New skincare analysis disrupts decades-old dermatology perception

Key takeaways on new analysis about hydroquinone-induced ochronosis

• Hydroquinone-induced ochronosis is brought on by tyrosinase metabolism, not HGD inhibition.
• Lengthy-term hydroquinone use produces reactive compounds that harm dermal tissue.
• True tyrosinase inhibitors like Thiamidol provide safer options for hyperpigmentation.
• Findings reshape beauty ingredient growth and dermatology finest practices.
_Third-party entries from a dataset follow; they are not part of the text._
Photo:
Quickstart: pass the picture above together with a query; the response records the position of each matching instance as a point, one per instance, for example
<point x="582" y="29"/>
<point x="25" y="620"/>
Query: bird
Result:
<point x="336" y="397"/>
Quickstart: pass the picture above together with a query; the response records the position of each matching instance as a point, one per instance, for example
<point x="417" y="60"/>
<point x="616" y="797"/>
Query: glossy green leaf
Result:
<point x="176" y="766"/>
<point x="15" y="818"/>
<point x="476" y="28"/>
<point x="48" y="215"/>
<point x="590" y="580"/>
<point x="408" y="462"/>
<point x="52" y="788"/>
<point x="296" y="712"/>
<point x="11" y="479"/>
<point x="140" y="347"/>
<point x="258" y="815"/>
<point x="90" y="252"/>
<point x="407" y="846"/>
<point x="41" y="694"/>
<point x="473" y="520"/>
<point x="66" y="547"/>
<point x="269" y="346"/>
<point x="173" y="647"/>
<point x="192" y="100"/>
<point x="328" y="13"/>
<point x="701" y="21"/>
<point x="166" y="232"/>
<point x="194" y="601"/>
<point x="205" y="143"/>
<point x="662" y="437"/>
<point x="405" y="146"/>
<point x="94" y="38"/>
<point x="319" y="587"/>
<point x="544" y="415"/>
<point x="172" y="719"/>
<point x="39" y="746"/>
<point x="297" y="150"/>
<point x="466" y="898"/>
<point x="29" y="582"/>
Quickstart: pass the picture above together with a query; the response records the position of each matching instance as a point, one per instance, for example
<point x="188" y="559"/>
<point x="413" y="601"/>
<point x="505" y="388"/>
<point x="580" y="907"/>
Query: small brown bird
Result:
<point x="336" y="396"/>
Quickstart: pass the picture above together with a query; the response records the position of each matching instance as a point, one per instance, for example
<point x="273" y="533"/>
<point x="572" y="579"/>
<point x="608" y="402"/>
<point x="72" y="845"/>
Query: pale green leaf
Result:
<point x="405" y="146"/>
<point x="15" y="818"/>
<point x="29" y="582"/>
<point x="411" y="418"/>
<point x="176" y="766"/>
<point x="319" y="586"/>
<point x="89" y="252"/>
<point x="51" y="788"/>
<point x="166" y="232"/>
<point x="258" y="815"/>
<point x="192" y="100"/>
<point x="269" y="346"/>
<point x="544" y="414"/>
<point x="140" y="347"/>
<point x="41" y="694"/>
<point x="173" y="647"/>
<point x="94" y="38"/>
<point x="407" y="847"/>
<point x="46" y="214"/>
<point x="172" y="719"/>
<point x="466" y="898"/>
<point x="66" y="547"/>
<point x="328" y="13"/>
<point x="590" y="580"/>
A research from Fujita Well being College, revealed within the British Journal of Dermatology, reveals that exogenous ochronosis brought on by hydroquinone is pushed by tyrosinase metabolism, not inhibition of homogentisate dioxygenase (HGD), as beforehand thought.

Exogenous ochronosis is a uncommon however critical situation marked by bluish-black pigmentation, linked to long-term hydroquinone use for hyperpigmentation. For many years, it was believed to end result from HGD inhibition, an enzyme absent in human pores and skin.

Hydroquinone dangers: why tyrosinase is the true offender

Researchers discovered that hydroquinone is metabolised by tyrosinase into reactive compounds that accumulate within the dermis, forming ochronotic pigments. This explains why the situation happens solely in pores and skin with energetic melanocytes and highlights the necessity for safer, true tyrosinase inhibitors.

Hydroquinone has lengthy been the gold normal for hyperpigmentation, however its affiliation with ochronosis has raised security issues. The research confirms HGD is just not expressed in pores and skin and can’t be inhibited by hydroquinone. As an alternative, tyrosinase quickly oxidises hydroquinone into dangerous intermediates that diffuse into the dermis, particularly in sun-damaged areas.

As Dr Shosuke Ito explains, “To research the underlying mechanisms of exogenous ochronosis, we examined each the potential inhibition of HGD and the metabolism of hydroquinone catalysed by tyrosinase.”

Subsequent-gen hyperpigmentation care: tyrosinase inhibitors take the lead

The findings have main implications for ingredient growth. True tyrosinase inhibitors, equivalent to Thiamidol®, butylresorcinol, hexylresorcinol, and kojic acid, are thought of secure. In distinction, compounds appearing as tyrosinase substrates, like rhododendrol and raspberry ketone, carry related dangers and needs to be averted, based on the analysis.

“Compounds that act as substrates for tyrosinase needs to be averted in topical merchandise, whereas extremely efficient and selective tyrosinase inhibitors are thought of secure to be used,” mentioned Dr Ito.

By figuring out tyrosinase, not HGD, as the important thing driver of hydroquinone-induced ochronosis, this analysis offers a basis for designing next-generation skincare elements that scale back pigmentation with out risking long-term dermal harm.